MRI OF SYNOVITIS IN RHEUMATOID ARTHRITIS
The inflamed synovium in RA, as was noted in the previous chapter, is a highly vascularized, complex tissue that is richly cellular and whose overall volume correlates well with clinical disease severity and poor clinical outcome. On conventional spin-echo images, the thickened, inflamed synovium (pannus) in RA is of intermediate signal intensity on T1 weighting, appears bright on T2 weighting, and enhances robustly after intravenous administration of gadolinium-based contrast material. The intense signal change evident within the inflamed synovial tissues in RA patients is not seen to any significant degree in normal volunteers, although occasional minimal synovial enhancement has been reported in normal subjects. The phenomenon of contrast enhancement seen in RA synovitis occurs very quickly on intravenous administration of a contrast agent and thus reflects an unusually rapid increase in the concentration of gadolinium that occurs within the abnormal (but not within normal) synovium. This, in turn, reflects the abnormally increased synovial blood flow, vascularization, and capillary permeability present in active RA synovitis, features that are reversible with effective treatment. In the presence of active disease, the synovium become suffused with Gd-DTPA, which results in substantial T1 shortening within the inflamed synovial tissues—visualized as a bright region of enhancement on T1-weighted images. Indeed, bright and immediate gadolinium-induced T1 signal enhancement is seen fairly homogeneously throughout the inflamed synovium in patients with RA and JRA.

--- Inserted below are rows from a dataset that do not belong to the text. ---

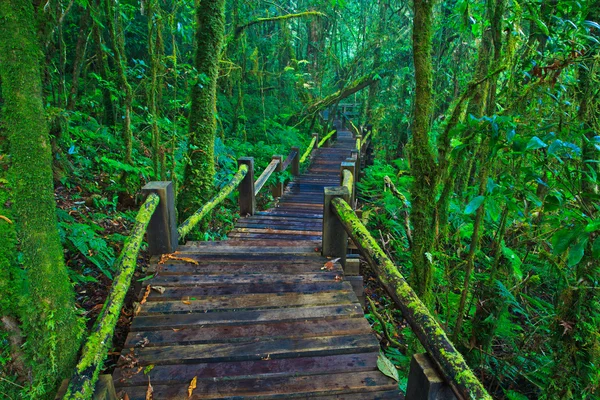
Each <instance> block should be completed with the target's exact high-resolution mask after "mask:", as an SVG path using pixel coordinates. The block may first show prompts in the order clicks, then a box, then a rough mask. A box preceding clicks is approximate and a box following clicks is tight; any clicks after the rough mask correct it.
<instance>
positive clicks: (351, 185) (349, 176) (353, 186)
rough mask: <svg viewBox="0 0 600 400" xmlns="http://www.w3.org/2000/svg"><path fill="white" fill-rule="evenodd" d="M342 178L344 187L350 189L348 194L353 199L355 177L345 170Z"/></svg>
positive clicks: (348, 192)
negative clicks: (354, 179)
mask: <svg viewBox="0 0 600 400" xmlns="http://www.w3.org/2000/svg"><path fill="white" fill-rule="evenodd" d="M342 177H343V178H342V186H343V187H345V188H348V193H349V194H350V197H352V192H353V191H354V177H353V176H352V172H350V171H348V170H347V169H345V170H343V171H342Z"/></svg>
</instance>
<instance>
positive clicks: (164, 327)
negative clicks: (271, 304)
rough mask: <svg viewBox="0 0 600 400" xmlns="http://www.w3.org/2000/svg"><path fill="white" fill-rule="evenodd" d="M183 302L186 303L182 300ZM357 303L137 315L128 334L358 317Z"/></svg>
mask: <svg viewBox="0 0 600 400" xmlns="http://www.w3.org/2000/svg"><path fill="white" fill-rule="evenodd" d="M186 301H187V300H186ZM363 315H364V314H363V310H362V308H361V307H360V305H359V304H357V303H355V304H347V305H334V306H314V307H299V308H276V309H266V310H250V311H223V312H206V313H204V312H197V313H192V314H161V315H157V316H151V315H150V316H148V315H139V316H137V317H136V318H134V319H133V322H132V323H131V331H140V330H149V329H156V330H158V329H179V328H189V327H192V326H195V325H204V324H212V325H235V324H238V325H239V324H244V323H256V322H270V321H281V322H285V321H294V320H298V319H303V320H309V319H317V318H342V317H348V316H353V317H362V316H363Z"/></svg>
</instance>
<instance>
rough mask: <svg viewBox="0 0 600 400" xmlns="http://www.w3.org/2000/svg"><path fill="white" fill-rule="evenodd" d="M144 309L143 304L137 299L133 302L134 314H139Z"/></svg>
mask: <svg viewBox="0 0 600 400" xmlns="http://www.w3.org/2000/svg"><path fill="white" fill-rule="evenodd" d="M140 311H142V305H141V304H140V303H138V302H137V301H134V302H133V315H134V316H137V315H138V314H139V313H140Z"/></svg>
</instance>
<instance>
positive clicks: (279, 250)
mask: <svg viewBox="0 0 600 400" xmlns="http://www.w3.org/2000/svg"><path fill="white" fill-rule="evenodd" d="M354 143H355V142H354V141H353V140H352V138H351V136H350V133H349V132H340V133H339V136H338V141H337V142H336V143H335V144H334V145H333V146H332V147H330V148H321V149H319V150H318V151H317V152H316V154H315V157H314V158H313V161H312V163H311V166H310V167H309V169H308V171H307V172H306V173H305V174H303V175H301V176H299V177H298V178H297V179H295V181H294V182H292V183H290V184H289V185H288V187H287V188H286V191H285V193H284V196H283V197H281V199H280V201H279V203H278V205H277V207H275V208H273V209H271V210H268V211H265V212H258V213H256V215H254V216H251V217H247V218H241V219H240V220H239V221H238V222H237V225H236V228H235V229H234V230H233V231H232V232H231V234H230V235H229V237H230V240H228V241H222V242H191V243H188V244H187V245H185V246H181V247H180V248H179V251H178V253H177V254H176V257H178V258H179V259H169V260H166V261H165V262H163V263H161V264H160V265H159V264H155V265H154V266H153V268H155V269H156V271H157V272H158V273H157V276H156V277H154V278H153V279H151V280H149V281H147V282H145V284H150V285H151V286H152V287H153V288H154V289H153V290H151V291H150V292H149V294H148V295H147V296H146V299H145V300H146V301H145V302H144V304H143V305H142V306H141V308H140V310H139V312H138V314H137V316H136V317H135V318H134V319H133V323H132V325H131V332H130V333H129V336H128V337H127V342H126V344H125V347H124V350H123V354H122V355H123V358H122V360H125V362H124V364H123V365H122V366H121V367H119V368H117V369H116V370H115V372H114V375H113V377H114V381H115V386H116V387H117V392H122V393H126V394H127V396H128V398H129V399H131V400H134V399H145V398H146V393H147V389H148V383H149V382H150V384H151V385H152V388H153V398H154V399H188V398H192V399H232V398H235V399H238V398H254V399H282V398H319V399H348V400H350V399H398V398H400V393H399V392H398V389H397V383H396V382H394V381H393V380H391V379H389V378H387V377H386V376H384V375H383V374H382V373H380V372H379V371H378V370H377V366H376V361H377V356H378V353H379V343H378V341H377V339H376V338H375V336H374V335H373V333H372V332H371V329H370V326H369V324H368V322H367V320H366V319H365V318H364V315H363V310H362V308H361V306H360V304H359V303H358V300H357V297H356V295H355V293H354V291H353V289H352V286H351V284H350V283H349V282H348V281H346V280H345V278H344V273H343V270H342V267H341V266H340V265H339V264H337V263H336V264H334V265H333V266H330V267H329V268H327V267H324V265H325V264H326V263H327V262H328V260H327V259H326V258H324V257H322V256H321V255H320V245H321V229H322V209H323V188H324V187H325V186H338V185H339V183H340V182H339V168H340V162H342V161H344V160H345V159H346V158H347V157H348V156H349V155H350V150H351V149H352V148H353V147H354ZM144 293H145V291H144V290H143V291H142V294H141V295H140V298H143V297H144ZM144 370H146V372H147V373H145V371H144ZM193 380H194V383H193V384H192V386H195V388H193V389H192V388H191V387H190V384H191V383H192V381H193ZM190 393H191V396H189V394H190Z"/></svg>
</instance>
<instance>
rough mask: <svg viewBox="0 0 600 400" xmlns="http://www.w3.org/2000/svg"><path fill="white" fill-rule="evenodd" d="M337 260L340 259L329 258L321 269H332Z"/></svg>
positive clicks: (333, 267) (332, 270)
mask: <svg viewBox="0 0 600 400" xmlns="http://www.w3.org/2000/svg"><path fill="white" fill-rule="evenodd" d="M338 261H340V259H339V258H336V259H333V260H329V261H327V262H326V263H325V264H324V265H323V268H321V269H322V270H324V269H326V270H327V271H333V270H334V269H335V263H336V262H338Z"/></svg>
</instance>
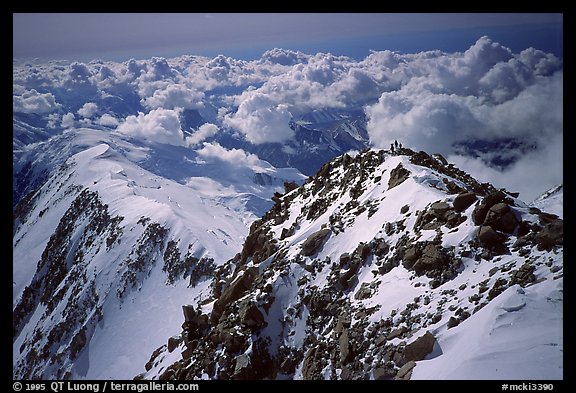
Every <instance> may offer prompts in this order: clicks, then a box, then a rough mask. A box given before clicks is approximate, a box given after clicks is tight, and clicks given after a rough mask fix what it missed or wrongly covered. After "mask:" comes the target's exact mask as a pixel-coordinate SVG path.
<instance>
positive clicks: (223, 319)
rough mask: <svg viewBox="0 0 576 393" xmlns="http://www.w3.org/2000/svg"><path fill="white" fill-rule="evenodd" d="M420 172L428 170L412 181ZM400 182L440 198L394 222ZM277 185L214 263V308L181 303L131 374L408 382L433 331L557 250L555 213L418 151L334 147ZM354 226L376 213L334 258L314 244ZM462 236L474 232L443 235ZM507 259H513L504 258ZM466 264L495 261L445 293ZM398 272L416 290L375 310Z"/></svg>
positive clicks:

Because MRI is a cross-sectional “volumetric” method, it is possible to derive a quantitative estimate of the volume of the inflamed synovial tissue that is so well delineated by gadolinium. Measurements of this type must be done using fairly rapid imaging, however, because the contrast material diffuses rapidly from the synovium into the surrounding joint fluid, rendering it bright on T1-weighted images (sometimes referred to as an “arthrogram effect” because it mimics the injection of contrast agent directly into the fluid) and thus rendering the margins of the inflamed synovium itself relatively inconspicuous on the images. Diffusion of Gd-DTPA contrast into joint fluid occurs in patients without synovitis, albeit more slowly, and is the basis of the “indirect arthrogram” technique sometimes used to evaluate shoulder and knee tendons and other internal derangements of joints with MRI. The assessment of rheumatoid synovitis by Gd-DTPA–enhanced T1-weighted MRI, therefore, requires a rapid imaging technique that affords dynamic assessments of the rate and degree of signal enhancement in the first few minutes after intravenous gadolinium contrast administration ( Fig. 6-2 ). A rapid-bolus intravenous infusion of Gd-DTPA contrast, combined with a rapid imaging sequence protocol such as FLASH (fast low-angle shot), allows the accurate measurement of signal change as a function of time, generally referred to as time-enhancement or “time-intensity” curves. The slope of the time-intensity enhancement curve has been shown to be quantitatively predictive, at least in its early rising phase, of the severity of the underlying synovitis ( Figs. 6-3 and 6-4 ).